Andrés estaba apenado por este esfuerzo equivocado y su fracaso catastrófico. Llamó aparte a los apóstoles para conversar y orar. Después de esta temporada de meditación, sintiendo agudamente el ardor de la derrota y la humillación que caía sobre todos ellos, Andrés intentó nuevamente echar al demonio, pero sólo el fracaso respondió a sus esfuerzos.
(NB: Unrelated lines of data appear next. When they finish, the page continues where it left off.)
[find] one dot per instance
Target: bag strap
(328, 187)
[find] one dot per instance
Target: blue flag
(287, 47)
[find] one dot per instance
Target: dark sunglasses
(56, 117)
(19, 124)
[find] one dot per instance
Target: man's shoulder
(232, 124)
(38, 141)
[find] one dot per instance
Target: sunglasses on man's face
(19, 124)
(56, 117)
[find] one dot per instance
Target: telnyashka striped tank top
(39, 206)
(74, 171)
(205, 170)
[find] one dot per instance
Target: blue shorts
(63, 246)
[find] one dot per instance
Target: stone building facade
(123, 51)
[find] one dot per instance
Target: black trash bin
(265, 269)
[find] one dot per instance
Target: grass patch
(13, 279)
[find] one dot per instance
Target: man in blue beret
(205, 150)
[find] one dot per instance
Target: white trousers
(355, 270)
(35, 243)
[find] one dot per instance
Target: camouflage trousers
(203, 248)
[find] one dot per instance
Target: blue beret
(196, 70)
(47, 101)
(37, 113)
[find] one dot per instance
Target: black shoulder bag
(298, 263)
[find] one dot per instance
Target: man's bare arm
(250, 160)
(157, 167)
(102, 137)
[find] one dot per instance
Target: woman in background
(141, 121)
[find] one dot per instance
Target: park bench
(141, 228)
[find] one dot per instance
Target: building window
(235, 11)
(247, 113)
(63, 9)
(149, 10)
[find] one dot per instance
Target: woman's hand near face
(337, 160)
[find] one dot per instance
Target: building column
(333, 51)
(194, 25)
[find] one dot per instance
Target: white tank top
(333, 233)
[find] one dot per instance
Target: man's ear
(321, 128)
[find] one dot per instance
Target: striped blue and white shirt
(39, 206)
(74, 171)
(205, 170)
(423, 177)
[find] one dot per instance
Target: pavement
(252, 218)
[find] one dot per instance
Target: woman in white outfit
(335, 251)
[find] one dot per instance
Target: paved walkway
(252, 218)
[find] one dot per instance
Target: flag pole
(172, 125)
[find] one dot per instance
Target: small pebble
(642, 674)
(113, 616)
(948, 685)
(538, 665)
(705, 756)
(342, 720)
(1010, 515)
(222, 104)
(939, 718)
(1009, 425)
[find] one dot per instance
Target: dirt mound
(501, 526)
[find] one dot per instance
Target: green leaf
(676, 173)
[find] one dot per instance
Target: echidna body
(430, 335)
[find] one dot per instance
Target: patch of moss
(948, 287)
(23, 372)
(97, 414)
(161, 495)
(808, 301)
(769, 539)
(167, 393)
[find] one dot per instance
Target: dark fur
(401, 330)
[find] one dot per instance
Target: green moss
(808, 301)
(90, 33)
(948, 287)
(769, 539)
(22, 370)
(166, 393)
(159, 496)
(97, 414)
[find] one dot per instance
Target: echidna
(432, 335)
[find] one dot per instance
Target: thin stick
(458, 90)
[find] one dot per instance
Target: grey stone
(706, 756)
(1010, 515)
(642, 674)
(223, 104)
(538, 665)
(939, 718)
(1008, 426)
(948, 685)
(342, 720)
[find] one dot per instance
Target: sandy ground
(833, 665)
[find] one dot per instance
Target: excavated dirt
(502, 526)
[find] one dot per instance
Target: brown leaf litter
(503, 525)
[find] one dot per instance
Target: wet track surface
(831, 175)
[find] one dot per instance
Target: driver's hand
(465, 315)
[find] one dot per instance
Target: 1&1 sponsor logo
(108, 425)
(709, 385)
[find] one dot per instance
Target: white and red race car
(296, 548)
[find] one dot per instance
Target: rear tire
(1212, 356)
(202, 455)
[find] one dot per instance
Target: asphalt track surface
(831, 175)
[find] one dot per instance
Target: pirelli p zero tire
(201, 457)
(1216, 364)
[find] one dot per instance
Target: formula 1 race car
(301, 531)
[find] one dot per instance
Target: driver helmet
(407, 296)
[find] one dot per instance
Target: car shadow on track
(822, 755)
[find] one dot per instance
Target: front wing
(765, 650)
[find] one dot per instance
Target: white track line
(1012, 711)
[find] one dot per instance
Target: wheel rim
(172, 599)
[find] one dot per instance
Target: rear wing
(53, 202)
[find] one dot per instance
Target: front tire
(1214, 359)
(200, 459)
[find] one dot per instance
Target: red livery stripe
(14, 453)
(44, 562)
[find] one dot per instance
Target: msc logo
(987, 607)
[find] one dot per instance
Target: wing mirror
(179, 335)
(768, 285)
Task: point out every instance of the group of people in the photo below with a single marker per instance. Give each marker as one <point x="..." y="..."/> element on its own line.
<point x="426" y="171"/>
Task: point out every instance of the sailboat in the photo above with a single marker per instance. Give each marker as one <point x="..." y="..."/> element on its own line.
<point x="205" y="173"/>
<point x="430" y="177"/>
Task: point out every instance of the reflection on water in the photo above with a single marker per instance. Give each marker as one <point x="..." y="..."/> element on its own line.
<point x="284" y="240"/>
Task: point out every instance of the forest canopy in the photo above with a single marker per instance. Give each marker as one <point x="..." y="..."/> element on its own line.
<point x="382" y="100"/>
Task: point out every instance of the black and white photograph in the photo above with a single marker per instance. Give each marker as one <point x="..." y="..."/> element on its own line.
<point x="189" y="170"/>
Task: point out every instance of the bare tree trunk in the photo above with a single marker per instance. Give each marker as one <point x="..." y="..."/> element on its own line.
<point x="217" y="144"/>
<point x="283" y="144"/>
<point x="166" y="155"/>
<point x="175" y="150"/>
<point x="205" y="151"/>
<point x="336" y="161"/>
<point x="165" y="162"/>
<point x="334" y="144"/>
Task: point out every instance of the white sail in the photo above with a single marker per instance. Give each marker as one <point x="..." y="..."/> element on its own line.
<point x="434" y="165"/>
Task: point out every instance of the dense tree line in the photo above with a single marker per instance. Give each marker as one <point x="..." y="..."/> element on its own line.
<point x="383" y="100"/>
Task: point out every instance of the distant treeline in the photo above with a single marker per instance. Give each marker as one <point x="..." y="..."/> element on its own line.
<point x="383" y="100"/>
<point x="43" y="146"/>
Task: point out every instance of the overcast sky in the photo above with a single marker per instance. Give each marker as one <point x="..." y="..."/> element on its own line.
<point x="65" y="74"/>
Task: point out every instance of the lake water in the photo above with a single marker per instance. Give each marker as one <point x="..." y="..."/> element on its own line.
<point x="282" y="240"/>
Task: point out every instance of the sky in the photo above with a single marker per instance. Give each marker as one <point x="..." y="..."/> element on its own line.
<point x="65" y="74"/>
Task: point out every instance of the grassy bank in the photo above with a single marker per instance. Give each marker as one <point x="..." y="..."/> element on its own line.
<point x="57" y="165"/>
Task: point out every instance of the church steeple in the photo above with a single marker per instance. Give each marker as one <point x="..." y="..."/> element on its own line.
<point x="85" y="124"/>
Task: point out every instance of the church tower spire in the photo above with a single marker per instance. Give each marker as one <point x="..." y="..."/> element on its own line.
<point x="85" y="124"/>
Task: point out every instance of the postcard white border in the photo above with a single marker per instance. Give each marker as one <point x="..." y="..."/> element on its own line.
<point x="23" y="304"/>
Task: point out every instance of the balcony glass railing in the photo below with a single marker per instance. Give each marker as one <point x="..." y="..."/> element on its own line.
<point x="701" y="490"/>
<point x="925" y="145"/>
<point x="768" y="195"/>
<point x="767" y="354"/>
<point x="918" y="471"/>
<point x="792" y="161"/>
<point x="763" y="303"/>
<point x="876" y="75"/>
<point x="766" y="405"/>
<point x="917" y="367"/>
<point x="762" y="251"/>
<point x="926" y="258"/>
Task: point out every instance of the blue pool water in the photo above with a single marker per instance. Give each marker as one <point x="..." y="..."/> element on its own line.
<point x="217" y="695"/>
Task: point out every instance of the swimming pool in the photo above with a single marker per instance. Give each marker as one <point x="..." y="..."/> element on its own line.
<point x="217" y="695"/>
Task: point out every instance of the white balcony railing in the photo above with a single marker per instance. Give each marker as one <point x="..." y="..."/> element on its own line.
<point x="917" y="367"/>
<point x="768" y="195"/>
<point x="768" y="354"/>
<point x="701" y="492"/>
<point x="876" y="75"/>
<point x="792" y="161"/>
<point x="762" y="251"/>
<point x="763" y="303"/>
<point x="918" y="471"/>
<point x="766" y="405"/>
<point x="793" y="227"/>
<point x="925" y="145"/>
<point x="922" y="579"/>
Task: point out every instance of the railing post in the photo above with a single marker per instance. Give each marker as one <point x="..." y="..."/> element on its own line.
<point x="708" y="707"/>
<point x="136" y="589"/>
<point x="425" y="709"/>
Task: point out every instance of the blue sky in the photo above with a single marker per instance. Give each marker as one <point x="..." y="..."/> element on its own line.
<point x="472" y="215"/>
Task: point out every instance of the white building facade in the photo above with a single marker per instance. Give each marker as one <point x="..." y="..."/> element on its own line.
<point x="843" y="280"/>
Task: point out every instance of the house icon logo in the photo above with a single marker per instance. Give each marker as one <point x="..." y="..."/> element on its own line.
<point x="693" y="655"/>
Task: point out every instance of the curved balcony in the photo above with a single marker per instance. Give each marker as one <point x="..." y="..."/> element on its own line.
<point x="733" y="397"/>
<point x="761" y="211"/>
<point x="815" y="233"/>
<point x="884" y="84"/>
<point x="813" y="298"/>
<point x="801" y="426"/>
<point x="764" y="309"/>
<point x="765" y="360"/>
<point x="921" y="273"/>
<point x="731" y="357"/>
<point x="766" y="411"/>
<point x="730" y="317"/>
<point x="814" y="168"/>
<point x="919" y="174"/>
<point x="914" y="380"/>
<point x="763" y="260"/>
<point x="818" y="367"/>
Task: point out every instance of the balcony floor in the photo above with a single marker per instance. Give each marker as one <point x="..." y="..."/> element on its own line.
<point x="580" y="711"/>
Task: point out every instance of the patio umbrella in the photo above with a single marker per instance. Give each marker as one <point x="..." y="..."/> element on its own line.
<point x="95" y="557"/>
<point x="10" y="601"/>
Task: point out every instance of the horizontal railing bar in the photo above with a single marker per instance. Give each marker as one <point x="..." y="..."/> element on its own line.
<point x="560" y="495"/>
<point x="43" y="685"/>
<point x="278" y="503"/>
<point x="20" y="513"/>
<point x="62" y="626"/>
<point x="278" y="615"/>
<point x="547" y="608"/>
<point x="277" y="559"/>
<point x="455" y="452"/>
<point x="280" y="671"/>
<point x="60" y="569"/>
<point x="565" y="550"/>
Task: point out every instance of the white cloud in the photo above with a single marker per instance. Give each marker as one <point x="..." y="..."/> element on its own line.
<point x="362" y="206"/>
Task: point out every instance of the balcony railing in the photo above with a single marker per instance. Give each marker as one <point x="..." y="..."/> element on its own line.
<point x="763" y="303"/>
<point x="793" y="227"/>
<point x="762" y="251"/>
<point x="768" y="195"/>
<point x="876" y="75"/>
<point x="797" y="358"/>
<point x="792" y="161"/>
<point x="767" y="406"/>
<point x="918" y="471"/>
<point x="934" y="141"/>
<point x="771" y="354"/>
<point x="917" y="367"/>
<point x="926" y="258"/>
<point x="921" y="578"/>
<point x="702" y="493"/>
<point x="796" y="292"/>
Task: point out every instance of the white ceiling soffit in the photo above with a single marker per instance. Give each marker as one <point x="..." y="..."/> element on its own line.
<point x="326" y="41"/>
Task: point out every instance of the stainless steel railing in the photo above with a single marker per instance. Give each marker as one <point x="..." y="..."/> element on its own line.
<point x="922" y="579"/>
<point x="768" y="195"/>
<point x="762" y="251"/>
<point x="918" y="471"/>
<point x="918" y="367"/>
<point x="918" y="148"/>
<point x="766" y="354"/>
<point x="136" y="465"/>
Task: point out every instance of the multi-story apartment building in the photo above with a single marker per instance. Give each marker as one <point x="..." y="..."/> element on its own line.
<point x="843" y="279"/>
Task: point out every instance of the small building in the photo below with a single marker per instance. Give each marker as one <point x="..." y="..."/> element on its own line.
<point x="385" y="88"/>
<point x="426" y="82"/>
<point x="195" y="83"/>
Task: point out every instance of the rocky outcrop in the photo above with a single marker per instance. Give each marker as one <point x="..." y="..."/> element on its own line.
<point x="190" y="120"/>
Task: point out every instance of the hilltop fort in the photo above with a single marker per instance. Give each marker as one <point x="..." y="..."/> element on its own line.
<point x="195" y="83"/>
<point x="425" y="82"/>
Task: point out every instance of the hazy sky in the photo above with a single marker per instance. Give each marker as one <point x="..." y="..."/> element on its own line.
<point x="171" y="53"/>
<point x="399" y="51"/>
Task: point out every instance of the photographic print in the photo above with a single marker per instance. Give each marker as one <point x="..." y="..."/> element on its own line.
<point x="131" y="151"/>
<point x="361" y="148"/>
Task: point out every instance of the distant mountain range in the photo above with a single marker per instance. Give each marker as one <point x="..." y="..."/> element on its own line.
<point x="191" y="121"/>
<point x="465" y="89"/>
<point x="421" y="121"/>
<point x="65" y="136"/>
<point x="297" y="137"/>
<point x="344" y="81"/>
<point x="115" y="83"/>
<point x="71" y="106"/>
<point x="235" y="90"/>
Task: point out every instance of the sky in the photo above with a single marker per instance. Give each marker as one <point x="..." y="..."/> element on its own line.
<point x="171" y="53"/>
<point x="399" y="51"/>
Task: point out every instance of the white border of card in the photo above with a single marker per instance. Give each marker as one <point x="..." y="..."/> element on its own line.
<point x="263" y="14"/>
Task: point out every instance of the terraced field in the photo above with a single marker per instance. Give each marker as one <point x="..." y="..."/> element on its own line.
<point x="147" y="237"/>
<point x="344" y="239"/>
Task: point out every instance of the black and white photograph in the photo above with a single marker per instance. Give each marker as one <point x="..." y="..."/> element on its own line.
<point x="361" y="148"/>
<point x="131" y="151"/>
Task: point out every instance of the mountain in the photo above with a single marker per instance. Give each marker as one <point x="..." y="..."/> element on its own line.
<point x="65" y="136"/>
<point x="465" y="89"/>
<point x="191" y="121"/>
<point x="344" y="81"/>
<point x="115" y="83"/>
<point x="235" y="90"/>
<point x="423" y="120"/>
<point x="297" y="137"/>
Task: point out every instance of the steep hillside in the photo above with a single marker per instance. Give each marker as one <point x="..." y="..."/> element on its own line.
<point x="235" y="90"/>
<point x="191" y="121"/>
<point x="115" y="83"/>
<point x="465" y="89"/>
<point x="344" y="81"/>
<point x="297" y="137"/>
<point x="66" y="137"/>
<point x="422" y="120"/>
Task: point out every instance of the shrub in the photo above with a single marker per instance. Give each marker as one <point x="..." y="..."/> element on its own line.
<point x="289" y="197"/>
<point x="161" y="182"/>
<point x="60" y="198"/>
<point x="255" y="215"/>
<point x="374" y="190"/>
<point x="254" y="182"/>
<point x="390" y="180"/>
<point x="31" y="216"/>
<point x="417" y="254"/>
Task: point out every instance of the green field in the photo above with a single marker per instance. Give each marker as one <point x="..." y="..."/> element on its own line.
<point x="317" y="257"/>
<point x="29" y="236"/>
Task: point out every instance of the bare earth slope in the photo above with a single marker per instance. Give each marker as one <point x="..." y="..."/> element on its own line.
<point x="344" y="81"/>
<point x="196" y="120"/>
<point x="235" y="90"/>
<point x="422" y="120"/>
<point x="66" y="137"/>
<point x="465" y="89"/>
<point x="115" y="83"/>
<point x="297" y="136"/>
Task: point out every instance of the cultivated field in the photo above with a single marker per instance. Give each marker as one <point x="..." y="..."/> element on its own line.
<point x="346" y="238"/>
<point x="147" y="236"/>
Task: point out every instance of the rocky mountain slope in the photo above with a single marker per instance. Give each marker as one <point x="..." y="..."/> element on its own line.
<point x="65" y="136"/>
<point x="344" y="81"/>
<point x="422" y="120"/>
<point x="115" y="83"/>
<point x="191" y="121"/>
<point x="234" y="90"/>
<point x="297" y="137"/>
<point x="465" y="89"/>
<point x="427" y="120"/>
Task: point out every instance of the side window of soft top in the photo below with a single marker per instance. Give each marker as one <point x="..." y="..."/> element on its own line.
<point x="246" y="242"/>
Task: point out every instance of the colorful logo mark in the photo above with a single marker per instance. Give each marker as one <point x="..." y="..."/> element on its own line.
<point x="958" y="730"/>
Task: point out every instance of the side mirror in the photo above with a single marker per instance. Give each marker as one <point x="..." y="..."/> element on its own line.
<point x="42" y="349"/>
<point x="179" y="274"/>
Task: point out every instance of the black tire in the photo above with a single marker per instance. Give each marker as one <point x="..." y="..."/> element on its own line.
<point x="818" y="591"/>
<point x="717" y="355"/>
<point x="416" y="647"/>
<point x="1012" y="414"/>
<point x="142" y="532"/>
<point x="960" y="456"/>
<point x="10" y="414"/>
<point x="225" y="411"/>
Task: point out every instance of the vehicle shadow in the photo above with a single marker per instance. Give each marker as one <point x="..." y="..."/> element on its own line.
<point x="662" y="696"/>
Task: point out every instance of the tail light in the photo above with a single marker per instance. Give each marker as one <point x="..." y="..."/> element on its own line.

Andrés confesó francamente su derrota y solicitó que el padre se quedara allí durante la noche o hasta el retorno de Jesús, diciendo: «Tal vez esta clase de demonio no desaparece, a menos que se lo ordene personalmente el Maestro.
      
Así pues, mientras Jesús descendía de la montaña con los exuberantes y estáticos Pedro, Santiago y Juan, sus nueve hermanos tampoco podían conciliar el sueño, pues se debatían en la confusión y la humillación más deprimente. Formaban un grupo descorazonado y abatido. Pero Santiago de Safad no se dio por vencido. Aunque no le podían decir cuándo volvería Jesús, decidió quedarse allí hasta que el Maestro regresara.